La Commission a aussi simplifié l'octroi d'aides d’État à des secteurs stratégiques comme les puces électroniques. Elle a proposé en mars un texte pour sécuriser ses achats de matières premières critiques.
La nouvelle stratégie de l'UE suscite des inquiétudes quant à une tentation protectionniste et recherche un équilibre délicat. "L'ouverture économique et l'intégration au marché mondial sont une force pour l'Europe. Cela ne changera pas à l'avenir, c'est très clair", a tenu à rassurer Mme von der Leyen.
Sa stratégie repose d'ailleurs aussi sur le renforcement du marché intérieur européen. Elle insiste sur le développement de partenariats et le respect des règles de l'Organisation mondiale du commerce (OMC).
Bruxelles veut trouver son propre positionnement à l'égard de Pékin, malgré les pressions exercées par les États-Unis en faveur d'une ligne dure.
"Nous avons besoin d'un plan qui nous permette de résister aux tyrans économiques", mais "si nous nous dissocions complètement de la Chine, l'économie européenne en subira les conséquences", a averti l'eurodéputé conservateur allemand Markus Ferber.
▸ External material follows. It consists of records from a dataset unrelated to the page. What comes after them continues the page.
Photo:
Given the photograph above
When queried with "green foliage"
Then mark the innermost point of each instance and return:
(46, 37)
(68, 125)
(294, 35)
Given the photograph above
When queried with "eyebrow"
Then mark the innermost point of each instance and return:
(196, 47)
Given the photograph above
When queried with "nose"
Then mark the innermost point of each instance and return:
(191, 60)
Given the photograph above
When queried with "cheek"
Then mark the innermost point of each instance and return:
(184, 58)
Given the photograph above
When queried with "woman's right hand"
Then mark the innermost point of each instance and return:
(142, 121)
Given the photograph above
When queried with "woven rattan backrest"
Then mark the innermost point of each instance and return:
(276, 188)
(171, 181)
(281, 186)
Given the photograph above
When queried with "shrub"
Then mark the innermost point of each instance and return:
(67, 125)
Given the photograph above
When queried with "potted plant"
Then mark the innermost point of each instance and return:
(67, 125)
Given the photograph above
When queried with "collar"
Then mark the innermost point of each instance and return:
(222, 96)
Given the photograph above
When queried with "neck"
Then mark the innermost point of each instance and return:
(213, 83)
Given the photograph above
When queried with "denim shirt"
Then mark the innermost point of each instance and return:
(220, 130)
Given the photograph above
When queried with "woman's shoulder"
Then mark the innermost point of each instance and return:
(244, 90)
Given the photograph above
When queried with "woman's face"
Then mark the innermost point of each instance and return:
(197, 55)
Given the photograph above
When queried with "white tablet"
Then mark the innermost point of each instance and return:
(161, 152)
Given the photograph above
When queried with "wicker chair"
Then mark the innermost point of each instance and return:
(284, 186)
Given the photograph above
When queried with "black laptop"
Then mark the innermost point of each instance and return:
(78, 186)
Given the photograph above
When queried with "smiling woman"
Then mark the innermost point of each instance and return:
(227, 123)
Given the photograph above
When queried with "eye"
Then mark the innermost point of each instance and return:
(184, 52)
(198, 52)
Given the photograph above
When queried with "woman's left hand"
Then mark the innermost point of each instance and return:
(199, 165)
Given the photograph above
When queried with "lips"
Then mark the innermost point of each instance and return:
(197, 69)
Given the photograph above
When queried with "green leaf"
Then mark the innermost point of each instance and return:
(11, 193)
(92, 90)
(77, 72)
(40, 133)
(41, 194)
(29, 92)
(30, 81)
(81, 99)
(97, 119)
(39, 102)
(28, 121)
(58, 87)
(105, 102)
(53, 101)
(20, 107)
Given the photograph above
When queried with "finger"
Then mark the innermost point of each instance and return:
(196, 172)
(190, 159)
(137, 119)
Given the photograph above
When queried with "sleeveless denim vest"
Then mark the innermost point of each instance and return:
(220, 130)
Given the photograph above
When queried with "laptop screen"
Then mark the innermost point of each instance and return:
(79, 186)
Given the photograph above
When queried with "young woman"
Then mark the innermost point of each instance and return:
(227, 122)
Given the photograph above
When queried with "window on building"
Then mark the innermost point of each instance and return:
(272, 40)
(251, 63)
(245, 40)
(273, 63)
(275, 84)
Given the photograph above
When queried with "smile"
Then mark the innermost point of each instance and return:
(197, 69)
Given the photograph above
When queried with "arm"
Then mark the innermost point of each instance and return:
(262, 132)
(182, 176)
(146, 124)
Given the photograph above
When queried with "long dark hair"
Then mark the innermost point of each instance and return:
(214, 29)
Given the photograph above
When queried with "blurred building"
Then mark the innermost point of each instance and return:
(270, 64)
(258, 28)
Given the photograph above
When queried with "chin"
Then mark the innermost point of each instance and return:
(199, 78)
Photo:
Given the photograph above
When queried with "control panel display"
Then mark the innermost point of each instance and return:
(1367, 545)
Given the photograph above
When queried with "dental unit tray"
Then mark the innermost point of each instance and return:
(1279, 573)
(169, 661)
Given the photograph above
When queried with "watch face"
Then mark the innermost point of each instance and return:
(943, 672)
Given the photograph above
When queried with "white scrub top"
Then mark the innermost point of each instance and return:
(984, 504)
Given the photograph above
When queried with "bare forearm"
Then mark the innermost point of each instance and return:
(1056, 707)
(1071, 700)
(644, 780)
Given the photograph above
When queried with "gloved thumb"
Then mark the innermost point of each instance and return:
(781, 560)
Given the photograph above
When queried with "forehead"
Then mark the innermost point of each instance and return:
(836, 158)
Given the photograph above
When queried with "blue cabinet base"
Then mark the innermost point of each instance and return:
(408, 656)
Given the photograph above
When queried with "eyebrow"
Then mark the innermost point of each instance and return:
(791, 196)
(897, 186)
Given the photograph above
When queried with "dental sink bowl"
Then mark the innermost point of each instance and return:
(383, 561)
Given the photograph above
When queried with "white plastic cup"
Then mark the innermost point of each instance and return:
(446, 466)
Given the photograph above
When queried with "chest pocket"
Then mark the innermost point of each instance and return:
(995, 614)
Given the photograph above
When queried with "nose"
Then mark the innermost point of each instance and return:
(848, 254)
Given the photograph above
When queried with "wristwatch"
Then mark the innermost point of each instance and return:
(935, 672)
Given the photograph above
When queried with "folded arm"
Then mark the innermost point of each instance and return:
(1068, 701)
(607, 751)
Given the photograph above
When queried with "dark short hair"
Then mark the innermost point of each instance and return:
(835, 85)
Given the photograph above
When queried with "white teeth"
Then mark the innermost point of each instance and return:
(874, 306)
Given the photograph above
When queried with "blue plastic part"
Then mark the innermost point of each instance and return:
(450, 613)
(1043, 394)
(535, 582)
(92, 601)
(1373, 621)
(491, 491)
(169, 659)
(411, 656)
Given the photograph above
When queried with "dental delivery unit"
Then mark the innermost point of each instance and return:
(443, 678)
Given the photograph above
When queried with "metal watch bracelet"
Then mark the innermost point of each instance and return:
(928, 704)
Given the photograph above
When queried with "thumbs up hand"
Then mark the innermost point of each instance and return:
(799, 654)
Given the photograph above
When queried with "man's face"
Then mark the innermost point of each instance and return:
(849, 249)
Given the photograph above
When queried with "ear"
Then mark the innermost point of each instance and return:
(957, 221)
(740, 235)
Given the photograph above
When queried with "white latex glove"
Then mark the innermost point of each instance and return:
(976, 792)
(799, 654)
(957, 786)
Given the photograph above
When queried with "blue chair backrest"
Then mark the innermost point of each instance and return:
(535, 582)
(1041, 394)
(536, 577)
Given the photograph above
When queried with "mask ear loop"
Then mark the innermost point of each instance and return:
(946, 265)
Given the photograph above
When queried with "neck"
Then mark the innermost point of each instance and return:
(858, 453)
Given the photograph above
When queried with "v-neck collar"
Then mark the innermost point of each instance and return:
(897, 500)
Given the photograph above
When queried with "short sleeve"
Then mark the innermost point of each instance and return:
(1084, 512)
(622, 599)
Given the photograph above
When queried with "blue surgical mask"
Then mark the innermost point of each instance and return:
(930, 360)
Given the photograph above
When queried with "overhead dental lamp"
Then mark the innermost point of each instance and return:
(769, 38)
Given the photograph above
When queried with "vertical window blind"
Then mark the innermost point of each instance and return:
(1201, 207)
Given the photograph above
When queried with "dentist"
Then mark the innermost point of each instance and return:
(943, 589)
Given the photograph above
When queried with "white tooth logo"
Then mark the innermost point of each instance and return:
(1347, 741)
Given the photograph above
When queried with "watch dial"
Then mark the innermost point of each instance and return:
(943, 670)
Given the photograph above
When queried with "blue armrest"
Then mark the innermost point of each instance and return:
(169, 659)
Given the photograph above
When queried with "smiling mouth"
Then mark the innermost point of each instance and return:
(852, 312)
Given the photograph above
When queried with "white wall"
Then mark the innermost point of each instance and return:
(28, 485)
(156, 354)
BusinessEurope, la voix du patronat européen, a appelé l'UE à prendre "soigneusement" en considération les intérêts et la compétitivité de l'Europe "avant d'introduire des restrictions supplémentaires sur les exportations de biens et de technologies et sur les flux d'investissement".
"L'UE doit trouver un juste équilibre entre la protection de ses intérêts en matière de sécurité et le maintien d'un environnement propice au commerce et à l'investissement", a exhorté l'organisation.
Partenaire commercial essentiel, la Chine est aussi vue comme un acteur incontournable dans la coopération sur le changement climatique.
Le Premier ministre chinois Li Qiang, en visite à Berlin, a assuré mardi que son pays attachait "une grande importance" aux liens avec l'Union européenne.